DAVI Basic Charts - redo

Posted Dec 14, 2024 Updated Dec 19, 2024

By Wei Xiong

8 min read

Lecture Notes on Basic Chart Types and Visualization Principles

Date: (From the provided transcript)
Topic: Basic Chart Types (Scatterplots, Line Charts, Area Charts, Bar Charts, Histograms, and Radial Variants)
Context: The professor discusses fundamental design considerations for various common visualization types.
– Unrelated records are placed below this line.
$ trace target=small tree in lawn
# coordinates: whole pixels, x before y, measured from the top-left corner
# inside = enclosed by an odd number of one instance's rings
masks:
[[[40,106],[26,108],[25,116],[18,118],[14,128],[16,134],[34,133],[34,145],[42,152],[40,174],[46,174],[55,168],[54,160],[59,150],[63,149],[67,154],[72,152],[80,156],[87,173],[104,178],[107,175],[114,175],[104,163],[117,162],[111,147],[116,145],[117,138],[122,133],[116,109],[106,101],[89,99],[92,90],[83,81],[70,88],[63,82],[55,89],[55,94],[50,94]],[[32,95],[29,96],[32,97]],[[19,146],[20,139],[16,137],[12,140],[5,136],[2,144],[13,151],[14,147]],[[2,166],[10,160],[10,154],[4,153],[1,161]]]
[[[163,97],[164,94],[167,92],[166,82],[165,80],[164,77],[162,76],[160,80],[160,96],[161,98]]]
The lecture also includes a quiz on color scales and data types, and emphasizes careful selection of charts, proper scaling, aspect ratios, labeling, and ensuring that the representation of data is accurate and expressive.
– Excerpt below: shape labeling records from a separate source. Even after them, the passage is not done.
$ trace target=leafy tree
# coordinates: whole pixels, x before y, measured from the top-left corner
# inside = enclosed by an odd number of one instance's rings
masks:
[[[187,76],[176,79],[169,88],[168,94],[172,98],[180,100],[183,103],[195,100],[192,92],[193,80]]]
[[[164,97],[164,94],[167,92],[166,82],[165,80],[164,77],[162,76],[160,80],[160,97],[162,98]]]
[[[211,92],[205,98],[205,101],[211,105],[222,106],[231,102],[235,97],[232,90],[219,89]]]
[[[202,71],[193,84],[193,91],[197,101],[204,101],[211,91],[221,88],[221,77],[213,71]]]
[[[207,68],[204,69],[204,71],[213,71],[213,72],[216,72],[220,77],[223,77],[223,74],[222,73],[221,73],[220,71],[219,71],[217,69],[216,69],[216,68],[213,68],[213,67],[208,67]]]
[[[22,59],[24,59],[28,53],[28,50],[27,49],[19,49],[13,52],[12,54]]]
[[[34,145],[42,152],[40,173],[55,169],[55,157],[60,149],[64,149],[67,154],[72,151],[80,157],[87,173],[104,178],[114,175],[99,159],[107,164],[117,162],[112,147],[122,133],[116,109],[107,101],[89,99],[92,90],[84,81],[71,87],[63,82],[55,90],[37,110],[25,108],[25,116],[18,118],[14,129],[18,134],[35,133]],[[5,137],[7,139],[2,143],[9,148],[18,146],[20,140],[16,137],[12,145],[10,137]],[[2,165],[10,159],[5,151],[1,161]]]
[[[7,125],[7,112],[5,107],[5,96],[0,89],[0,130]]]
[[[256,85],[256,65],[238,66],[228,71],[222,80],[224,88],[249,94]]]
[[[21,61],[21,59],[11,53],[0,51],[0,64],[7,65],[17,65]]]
Introduction to Basic Chart Types

Why focus on basic charts?

Common and well-known: Bar charts, line charts, scatterplots, etc., form 90% of use cases.
Widely understood and easily created in standard tools.
These charts solve most visualization problems.
Basic charts serve as building blocks for more complex visuals.

Charts Covered:

Scatterplots
Line charts (including step and area variants)
Bar charts
Histograms
Radial variants (briefly)

Concept: These design principles (scaling, aspect ratio, ordering) apply not just to basic charts but to any chart type you may later consider.

Scatterplots

Key Advantages:

Extremely versatile: show correlations, trends, outliers, clusters, nonlinear relationships.
Position is a strong channel, making scatterplots very perceptually effective.
Show multiple patterns at once.

When to Use a Scatterplot:

For two quantitative variables.
If discrete attributes (like number of cylinders in cars) create vertical lines, a scatterplot might not be best. Consider boxplots or alternative representations.

Key Design Decisions:

Scaling and Zoom:
- Zoom level affects perceived correlation strength. Too zoomed out = stronger apparent trend; too zoomed in = less strong trend.
Aspect Ratio:
- No single perfect ratio. Some research suggests using algorithms or heuristics to find an optimal aspect ratio for best pattern visibility.
Tick Marks and Gridlines:
- Placing tick marks is non-trivial. Various algorithms (Heckbert, R-Pretty, Wilkinson) exist to find “nice” tick spacing.
- Gridlines: Use only if exact reading of values is necessary. Otherwise, gridlines add clutter.
Helpers:
- Quadrants / Average Lines: Adding reference lines (mean lines) helps chunk data, aiding interpretation.
- Trend Lines: Add only if a trend is relevant. Make them distinct (dashed, lighter) from the data.
Dot Shape/Size:
- Dots can be circles, squares, etc. For sensor data with uncertainty, squares indicating a confidence interval region can help communicate measurement accuracy.
Overplotting and Overcrowding:
- Overplotting: Many points on top of each other.
  Solutions: Transparency, jittering (small random offsets), or combining both.
- Overcrowding: Too many points everywhere.
  Solutions: Binning (hexbin or square bins), heatmaps, splitter plots (density contours plus outliers as points).

Spatial (Map) Analogy:

Dot maps can be treated similarly: binning or heatmaps may require normalization by population density to avoid misleading patterns.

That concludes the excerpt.